31st October – Rapid Dinners

Hi, healthy veggies 🥦
Can you imagine ending your busy day with a quick, delicious meal? With our weekly meal plan, it’s very much possible! In fact, it’s a guarantee!
This time, we’re serving up effortless, flavourful dinners featuring soft Potato Farls – my personal Irish fave!
They add a tasty twist to vegetarian dining with minimal effort. Ready to transform your dinner routine? Give them a try!
Need a quick, healthy lunch full of flavor? Try our Mediterranean Rice Bowl – easy to make and packed with whole grains and veggies! Also easy to pack 🙂
Ideal for busy days, this filling bowl is one of the quickest dishes in our lineup this week. Take it on the go or enjoy it at home; it works everywhere!
Have a tasty week😋
On to this week’s stats:
- you’ll be getting 64g protein at about 1270kcals (three main meals);
- or 85g of protein at about 1470kcal per day with snacks;
- if you include the big snack, then you’ll be at 108g protein at 2000kcal per day.
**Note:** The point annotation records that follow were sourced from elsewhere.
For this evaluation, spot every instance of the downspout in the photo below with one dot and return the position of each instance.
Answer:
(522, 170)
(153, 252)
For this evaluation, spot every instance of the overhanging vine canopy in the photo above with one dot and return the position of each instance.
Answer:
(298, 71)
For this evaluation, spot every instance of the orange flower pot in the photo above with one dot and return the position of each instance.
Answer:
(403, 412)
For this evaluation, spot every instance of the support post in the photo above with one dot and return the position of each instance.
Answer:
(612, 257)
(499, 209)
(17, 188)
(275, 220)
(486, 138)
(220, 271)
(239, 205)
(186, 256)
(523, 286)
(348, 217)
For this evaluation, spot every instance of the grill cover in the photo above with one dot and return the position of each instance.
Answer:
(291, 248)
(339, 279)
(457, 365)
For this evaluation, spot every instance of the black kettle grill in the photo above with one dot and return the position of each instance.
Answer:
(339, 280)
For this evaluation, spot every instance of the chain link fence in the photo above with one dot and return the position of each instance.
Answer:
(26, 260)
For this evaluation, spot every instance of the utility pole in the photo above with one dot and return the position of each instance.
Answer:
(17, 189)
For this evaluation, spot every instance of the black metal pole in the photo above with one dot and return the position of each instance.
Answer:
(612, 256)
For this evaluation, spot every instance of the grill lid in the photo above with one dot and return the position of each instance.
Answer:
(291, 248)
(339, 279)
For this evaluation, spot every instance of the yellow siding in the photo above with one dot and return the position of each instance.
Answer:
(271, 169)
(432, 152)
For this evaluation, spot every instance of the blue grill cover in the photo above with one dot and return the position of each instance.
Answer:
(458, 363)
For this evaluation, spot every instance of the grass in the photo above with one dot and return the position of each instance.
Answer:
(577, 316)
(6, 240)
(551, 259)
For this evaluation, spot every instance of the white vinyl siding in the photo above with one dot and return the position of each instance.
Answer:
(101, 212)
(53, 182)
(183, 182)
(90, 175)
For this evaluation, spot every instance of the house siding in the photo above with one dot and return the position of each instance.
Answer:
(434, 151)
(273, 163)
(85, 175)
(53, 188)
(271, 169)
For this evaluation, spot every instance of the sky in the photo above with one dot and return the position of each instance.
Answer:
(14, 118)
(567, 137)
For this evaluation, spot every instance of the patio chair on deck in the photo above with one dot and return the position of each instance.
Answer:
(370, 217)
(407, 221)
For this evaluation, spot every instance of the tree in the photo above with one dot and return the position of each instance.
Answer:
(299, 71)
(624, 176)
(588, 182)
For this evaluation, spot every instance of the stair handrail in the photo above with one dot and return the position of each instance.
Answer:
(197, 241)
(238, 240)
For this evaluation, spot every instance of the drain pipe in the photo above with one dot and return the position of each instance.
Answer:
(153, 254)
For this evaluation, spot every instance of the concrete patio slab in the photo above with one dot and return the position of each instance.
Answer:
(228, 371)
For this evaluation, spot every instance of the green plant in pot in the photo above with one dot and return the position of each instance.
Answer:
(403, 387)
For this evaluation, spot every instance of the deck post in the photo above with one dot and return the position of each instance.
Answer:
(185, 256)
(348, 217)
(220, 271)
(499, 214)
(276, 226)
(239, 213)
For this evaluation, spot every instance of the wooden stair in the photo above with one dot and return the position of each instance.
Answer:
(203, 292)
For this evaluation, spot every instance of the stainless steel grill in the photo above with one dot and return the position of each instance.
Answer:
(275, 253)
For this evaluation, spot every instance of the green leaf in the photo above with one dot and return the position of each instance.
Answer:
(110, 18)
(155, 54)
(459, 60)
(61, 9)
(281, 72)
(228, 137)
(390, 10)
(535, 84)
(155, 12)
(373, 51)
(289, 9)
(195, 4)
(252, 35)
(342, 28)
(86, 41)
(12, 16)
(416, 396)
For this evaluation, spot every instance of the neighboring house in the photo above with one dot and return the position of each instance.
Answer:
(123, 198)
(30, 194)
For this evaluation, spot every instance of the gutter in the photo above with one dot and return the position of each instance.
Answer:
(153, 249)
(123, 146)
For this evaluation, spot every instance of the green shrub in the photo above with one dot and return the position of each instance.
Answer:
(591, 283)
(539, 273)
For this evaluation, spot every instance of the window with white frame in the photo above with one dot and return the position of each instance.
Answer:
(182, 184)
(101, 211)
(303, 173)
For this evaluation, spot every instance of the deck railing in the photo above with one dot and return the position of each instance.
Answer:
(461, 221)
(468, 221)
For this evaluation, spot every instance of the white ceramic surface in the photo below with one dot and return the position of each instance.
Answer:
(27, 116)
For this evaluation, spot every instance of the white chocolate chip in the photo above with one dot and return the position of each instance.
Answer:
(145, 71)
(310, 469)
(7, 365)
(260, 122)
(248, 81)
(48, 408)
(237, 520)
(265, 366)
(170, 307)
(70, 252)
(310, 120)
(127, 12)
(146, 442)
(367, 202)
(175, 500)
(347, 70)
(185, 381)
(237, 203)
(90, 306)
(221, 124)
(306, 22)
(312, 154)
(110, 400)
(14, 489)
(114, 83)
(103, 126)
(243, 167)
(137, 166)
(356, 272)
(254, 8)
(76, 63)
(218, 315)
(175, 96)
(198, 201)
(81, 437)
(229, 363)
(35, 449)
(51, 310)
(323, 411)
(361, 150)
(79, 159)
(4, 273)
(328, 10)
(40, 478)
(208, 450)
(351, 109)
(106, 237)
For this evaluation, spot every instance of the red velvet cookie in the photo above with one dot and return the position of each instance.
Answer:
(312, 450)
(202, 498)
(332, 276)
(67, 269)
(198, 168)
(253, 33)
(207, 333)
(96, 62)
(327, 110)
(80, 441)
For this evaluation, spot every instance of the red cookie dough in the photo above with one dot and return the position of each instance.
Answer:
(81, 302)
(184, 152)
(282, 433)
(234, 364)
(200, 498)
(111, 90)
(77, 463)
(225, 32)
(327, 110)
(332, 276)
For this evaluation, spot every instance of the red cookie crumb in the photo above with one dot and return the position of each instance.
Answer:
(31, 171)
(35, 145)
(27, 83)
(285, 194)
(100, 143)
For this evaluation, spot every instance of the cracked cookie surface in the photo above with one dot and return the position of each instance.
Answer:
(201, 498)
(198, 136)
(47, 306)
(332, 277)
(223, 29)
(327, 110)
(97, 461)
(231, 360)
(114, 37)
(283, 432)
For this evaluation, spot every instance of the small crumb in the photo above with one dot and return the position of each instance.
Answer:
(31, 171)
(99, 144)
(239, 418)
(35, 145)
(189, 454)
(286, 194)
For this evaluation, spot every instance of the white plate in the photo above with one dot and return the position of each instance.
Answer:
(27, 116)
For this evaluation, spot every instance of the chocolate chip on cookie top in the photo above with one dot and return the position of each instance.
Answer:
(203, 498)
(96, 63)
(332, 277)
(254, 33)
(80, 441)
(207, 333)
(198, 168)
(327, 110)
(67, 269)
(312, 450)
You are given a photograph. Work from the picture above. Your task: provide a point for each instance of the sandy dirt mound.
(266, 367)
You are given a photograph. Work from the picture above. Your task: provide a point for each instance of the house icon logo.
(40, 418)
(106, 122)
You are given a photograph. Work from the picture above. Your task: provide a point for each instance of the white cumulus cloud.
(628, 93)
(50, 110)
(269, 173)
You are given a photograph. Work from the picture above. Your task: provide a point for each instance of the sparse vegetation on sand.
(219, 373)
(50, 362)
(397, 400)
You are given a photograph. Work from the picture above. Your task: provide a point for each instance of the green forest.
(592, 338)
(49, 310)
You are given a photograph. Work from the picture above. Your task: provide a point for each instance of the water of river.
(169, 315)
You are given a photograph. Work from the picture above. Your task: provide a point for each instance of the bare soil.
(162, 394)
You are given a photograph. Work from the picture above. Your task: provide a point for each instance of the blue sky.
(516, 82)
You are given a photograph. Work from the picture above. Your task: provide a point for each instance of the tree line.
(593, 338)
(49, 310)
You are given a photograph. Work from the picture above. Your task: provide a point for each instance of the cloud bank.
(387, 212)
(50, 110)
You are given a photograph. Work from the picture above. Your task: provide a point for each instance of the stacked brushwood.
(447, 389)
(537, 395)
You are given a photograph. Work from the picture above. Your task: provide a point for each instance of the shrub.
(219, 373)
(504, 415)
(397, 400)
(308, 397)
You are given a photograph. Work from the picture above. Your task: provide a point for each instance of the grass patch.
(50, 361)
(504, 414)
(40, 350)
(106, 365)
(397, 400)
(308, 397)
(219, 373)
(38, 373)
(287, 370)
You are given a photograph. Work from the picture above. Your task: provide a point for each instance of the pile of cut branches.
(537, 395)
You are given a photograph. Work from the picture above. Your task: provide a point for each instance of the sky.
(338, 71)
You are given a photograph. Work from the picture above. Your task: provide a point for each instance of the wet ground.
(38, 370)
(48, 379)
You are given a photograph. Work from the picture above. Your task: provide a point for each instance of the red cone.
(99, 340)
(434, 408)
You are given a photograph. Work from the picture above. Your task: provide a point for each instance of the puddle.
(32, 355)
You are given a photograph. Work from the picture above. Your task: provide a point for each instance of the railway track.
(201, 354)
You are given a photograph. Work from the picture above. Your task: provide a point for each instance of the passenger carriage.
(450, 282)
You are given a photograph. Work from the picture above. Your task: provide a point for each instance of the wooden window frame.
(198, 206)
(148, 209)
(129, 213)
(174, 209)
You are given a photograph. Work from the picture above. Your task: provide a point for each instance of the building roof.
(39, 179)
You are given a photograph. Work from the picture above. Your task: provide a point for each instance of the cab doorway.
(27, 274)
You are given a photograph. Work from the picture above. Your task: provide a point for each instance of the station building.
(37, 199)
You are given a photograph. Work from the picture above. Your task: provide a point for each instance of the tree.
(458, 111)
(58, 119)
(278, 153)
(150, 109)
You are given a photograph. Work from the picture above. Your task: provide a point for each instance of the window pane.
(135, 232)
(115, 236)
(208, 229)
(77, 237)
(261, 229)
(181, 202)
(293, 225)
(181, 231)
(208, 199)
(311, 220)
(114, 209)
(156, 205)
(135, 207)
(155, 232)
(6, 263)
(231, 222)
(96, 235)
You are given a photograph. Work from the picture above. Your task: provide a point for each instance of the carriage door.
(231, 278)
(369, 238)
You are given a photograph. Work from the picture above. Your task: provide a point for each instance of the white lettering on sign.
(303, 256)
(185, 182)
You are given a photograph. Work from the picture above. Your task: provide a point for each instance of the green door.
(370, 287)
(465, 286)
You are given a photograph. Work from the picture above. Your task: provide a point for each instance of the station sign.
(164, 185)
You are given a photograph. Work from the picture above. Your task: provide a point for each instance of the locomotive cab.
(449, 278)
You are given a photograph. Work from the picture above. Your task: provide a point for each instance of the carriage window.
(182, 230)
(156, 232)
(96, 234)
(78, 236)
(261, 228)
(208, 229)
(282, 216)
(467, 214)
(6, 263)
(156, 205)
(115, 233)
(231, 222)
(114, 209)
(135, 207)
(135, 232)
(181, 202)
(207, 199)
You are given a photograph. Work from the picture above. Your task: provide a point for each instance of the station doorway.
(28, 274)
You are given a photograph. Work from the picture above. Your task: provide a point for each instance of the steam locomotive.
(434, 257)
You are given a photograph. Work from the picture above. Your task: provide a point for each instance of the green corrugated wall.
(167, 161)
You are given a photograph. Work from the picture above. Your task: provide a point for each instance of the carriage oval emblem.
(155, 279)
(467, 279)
If you’re not sure how many calories you should be eating please have a quick read through this page on calories.
Don’t hesitate to give me a shout if you have any questions!
Dave 🙂
PS. don’t forget – further down on this page is a list of which recipes can be made ahead, which can be frozen and some vegan alternatives if you fancy them.
We’re always looking to improve! If there’s something specific you’d like included in our plans or if you have any requests, we’re here to listen and make it happen.
Any questions or feedback?
Please share your opinion with us in the Facebook group (PW: protein power) or via email.
We hope you enjoy the recipes and as always we love seeing images of your creations in the Facebook group or @hurrythefoodup on Instagram so tag us there too if you like!
Want to edit the plan? Hit in the meal planner below to save to My Collection.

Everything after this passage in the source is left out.